7. The method according to any one of claims 1 to 6, characterized in that, The method also includes: Odometer data measured by a wheeled odometer mounted on a mobile robot, as well as angular velocity and acceleration data measured by an inertial measurement unit, are acquired. A filtering algorithm is then used to fuse the odometer data, the angular velocity data, the acceleration data, and the corrected positioning coordinates to update the positioning coordinates of the mobile robot in the global coordinate system.

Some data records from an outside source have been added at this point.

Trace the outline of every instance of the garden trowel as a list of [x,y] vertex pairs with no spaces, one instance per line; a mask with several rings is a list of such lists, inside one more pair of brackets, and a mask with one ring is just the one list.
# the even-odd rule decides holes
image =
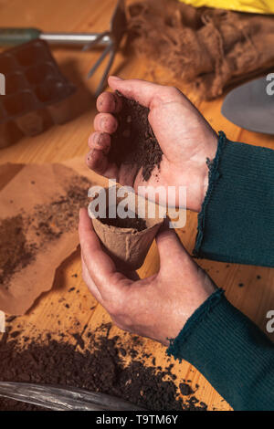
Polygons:
[[274,74],[251,80],[229,92],[222,114],[246,130],[274,134]]

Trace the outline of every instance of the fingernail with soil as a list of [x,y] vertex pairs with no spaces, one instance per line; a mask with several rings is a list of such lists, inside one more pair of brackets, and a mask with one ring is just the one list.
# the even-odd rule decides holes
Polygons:
[[118,76],[110,76],[110,78],[113,80],[123,80],[121,78],[119,78]]

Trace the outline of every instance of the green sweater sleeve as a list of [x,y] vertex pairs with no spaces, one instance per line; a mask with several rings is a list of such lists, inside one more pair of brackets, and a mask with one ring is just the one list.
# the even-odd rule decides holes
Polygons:
[[274,344],[222,289],[192,315],[167,353],[195,365],[234,410],[274,410]]
[[219,132],[194,254],[274,267],[274,151]]

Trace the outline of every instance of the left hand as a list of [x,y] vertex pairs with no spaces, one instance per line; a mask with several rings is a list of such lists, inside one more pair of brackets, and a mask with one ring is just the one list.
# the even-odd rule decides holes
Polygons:
[[160,271],[132,281],[116,270],[102,250],[87,210],[80,210],[82,276],[96,299],[121,329],[164,345],[216,290],[210,277],[191,258],[172,229],[156,236]]

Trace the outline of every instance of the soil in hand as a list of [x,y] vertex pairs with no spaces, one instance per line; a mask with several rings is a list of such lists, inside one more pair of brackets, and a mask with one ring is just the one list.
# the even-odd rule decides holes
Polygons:
[[142,168],[144,181],[148,181],[153,169],[160,168],[163,152],[148,120],[149,109],[141,106],[133,99],[121,99],[122,108],[116,114],[118,128],[111,136],[111,148],[109,153],[111,162],[119,167],[130,164]]

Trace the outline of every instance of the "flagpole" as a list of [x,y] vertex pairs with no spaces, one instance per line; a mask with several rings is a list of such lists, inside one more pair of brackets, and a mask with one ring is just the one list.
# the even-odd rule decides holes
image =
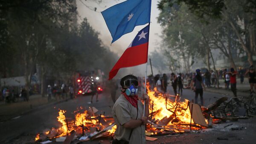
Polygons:
[[[150,16],[151,16],[151,4],[152,3],[152,0],[150,0],[149,4],[149,17],[148,18],[148,53],[147,54],[148,56],[148,44],[149,43],[149,30],[150,30]],[[147,57],[148,56],[147,56]],[[145,73],[145,89],[144,93],[146,93],[147,88],[146,85],[147,85],[147,72],[148,72],[148,59],[147,59],[147,62],[146,62],[146,71]],[[144,100],[144,107],[143,110],[143,116],[145,116],[145,100]],[[152,107],[153,108],[153,107]]]

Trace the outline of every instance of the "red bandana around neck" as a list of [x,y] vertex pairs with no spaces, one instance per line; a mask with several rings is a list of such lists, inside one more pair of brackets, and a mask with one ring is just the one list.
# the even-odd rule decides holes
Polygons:
[[122,94],[125,96],[126,99],[133,106],[137,108],[137,104],[138,104],[138,96],[136,95],[134,96],[127,96],[125,92],[122,93]]

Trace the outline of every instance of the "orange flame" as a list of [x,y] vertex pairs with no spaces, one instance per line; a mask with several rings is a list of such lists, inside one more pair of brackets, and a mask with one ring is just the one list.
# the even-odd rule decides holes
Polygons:
[[[149,83],[147,83],[146,88],[148,89],[148,95],[151,101],[154,101],[154,106],[153,107],[153,112],[158,110],[159,111],[156,113],[153,114],[153,118],[155,120],[158,119],[160,120],[165,117],[169,117],[173,114],[173,113],[166,109],[166,99],[167,97],[167,108],[170,109],[172,112],[174,112],[175,108],[178,107],[181,110],[177,110],[175,112],[176,117],[177,121],[171,121],[168,124],[168,125],[175,125],[178,123],[182,124],[190,124],[191,120],[191,114],[189,107],[188,107],[189,100],[185,99],[184,102],[175,102],[172,100],[170,98],[168,98],[168,96],[158,91],[156,88],[154,88],[154,90],[150,90],[149,89]],[[169,95],[170,96],[170,95]],[[175,97],[174,96],[171,96],[171,97]],[[150,106],[150,111],[152,110],[152,105]],[[192,123],[194,123],[193,120],[192,121]]]
[[40,134],[39,133],[38,133],[37,135],[36,135],[36,136],[35,136],[35,141],[37,141],[38,140],[39,140],[39,139],[40,139]]

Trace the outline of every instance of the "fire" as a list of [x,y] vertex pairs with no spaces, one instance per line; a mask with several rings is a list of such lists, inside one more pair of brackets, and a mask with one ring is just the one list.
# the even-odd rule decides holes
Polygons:
[[37,135],[36,135],[36,136],[35,136],[35,141],[37,141],[38,140],[39,140],[40,139],[40,134],[39,133],[38,133]]
[[[76,115],[76,121],[75,124],[77,126],[79,126],[82,124],[84,125],[87,123],[90,123],[91,124],[96,124],[98,122],[95,119],[91,119],[88,120],[87,119],[88,114],[87,114],[87,110],[84,111],[83,113],[78,113]],[[91,117],[91,118],[93,118]]]
[[[188,100],[185,99],[184,102],[180,102],[179,99],[177,99],[177,97],[163,94],[158,91],[155,87],[154,90],[150,90],[148,83],[147,83],[146,87],[151,104],[149,106],[150,113],[153,108],[153,121],[161,123],[163,121],[167,119],[165,122],[168,123],[163,125],[173,126],[190,123],[191,116],[188,106]],[[175,100],[172,100],[172,97],[173,99],[175,99]],[[153,102],[154,106],[152,108]],[[191,121],[191,123],[193,124],[193,120]]]
[[[110,124],[110,125],[111,124]],[[112,128],[108,131],[108,132],[111,134],[113,134],[116,131],[116,125],[115,125],[113,126]]]

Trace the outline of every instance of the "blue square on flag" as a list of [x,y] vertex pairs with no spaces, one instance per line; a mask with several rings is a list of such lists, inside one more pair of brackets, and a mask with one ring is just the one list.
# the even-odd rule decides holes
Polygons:
[[149,23],[151,7],[151,0],[128,0],[102,11],[113,38],[111,43],[135,26]]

8. A mobile robot localization system based on multi-source environmental perception and site semantic partitioning, characterized in that, The system includes: The semantic modeling module is used to establish a global coordinate system based on the standard size specifications corresponding to the working site of the mobile robot, and to pre-divide the physical space of the working site into multiple logical semantic regions with unique geometric coordinate ranges to construct a site semantic partitioning model. The site semantic partitioning model stores the geometric parameters of the standard skeleton features contained in each logical semantic region. The standard skeleton features include line segments or points with geometric parameters. The environmental perception module is used to acquire environmental data of the surrounding environment in real time through environmental perception sensors mounted on the mobile robot, and extract real-time site features from the environmental data. The region discrimination module is used to match the extracted real-time site features with the standard skeleton features of each logical semantic region in the site semantic partitioning model to determine the logical semantic region where the mobile robot is currently located. The positioning correction module is used to retrieve the geometric parameters of the standard skeleton features corresponding to the current logical semantic region as absolute position constraints in the site semantic partitioning model, calculate the pose deviation between the real-time site features and the standard skeleton features, and use the pose deviation to correct the positioning coordinates of the mobile robot in the global coordinate system.

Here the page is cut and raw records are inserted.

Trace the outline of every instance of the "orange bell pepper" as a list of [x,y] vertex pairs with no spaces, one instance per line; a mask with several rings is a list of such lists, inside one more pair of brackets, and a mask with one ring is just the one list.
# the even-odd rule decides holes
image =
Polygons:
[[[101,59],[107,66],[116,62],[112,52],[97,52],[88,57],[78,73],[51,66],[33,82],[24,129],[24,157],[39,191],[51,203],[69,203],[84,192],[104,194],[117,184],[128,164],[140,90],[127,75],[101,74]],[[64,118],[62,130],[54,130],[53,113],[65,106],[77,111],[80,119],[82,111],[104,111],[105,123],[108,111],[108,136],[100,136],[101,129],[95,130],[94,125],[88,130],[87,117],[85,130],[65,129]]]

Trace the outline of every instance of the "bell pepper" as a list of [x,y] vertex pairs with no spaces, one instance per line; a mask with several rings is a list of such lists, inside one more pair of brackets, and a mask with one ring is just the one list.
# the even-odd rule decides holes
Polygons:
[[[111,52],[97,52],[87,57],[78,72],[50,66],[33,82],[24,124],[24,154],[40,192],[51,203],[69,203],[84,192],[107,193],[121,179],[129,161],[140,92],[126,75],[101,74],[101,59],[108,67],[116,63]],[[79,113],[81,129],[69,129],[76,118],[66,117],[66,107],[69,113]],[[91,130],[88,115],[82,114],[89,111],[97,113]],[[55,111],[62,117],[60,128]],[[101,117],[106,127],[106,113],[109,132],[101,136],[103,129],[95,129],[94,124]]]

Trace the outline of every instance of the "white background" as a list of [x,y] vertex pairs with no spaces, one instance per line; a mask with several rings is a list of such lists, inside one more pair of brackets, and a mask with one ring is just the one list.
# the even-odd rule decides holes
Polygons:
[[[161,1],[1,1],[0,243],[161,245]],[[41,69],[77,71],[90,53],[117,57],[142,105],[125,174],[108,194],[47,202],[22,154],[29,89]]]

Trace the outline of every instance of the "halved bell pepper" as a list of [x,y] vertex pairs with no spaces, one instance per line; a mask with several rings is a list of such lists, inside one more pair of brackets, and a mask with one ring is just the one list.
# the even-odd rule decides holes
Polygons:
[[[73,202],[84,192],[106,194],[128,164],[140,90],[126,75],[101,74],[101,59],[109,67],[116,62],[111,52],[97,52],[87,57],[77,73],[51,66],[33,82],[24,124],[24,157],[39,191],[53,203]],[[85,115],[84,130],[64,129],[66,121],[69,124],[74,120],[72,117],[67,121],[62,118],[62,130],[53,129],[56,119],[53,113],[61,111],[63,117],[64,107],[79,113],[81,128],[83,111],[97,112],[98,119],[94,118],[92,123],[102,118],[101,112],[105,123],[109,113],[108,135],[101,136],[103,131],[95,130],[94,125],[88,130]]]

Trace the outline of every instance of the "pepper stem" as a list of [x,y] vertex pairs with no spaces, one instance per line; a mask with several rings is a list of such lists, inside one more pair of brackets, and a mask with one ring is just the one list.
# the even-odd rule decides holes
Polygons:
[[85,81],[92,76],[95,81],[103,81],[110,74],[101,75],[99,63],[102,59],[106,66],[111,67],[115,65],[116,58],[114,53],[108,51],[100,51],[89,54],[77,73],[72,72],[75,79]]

9. A computer device comprising a memory and a processor, the memory being communicatively connected to the processor, and the memory storing a computer program executable on the processor, characterized in that, When the processor executes the computer program, it implements the mobile robot localization method based on multi-source environmental perception and site semantic partitioning as described in any one of claims 1 to 7.
10. A computer-readable storage medium having a computer program stored thereon, characterized in that, When the computer program is executed by the processor, it implements the mobile robot localization method based on multi-source environmental perception and site semantic partitioning as described in any one of claims 1 to 7.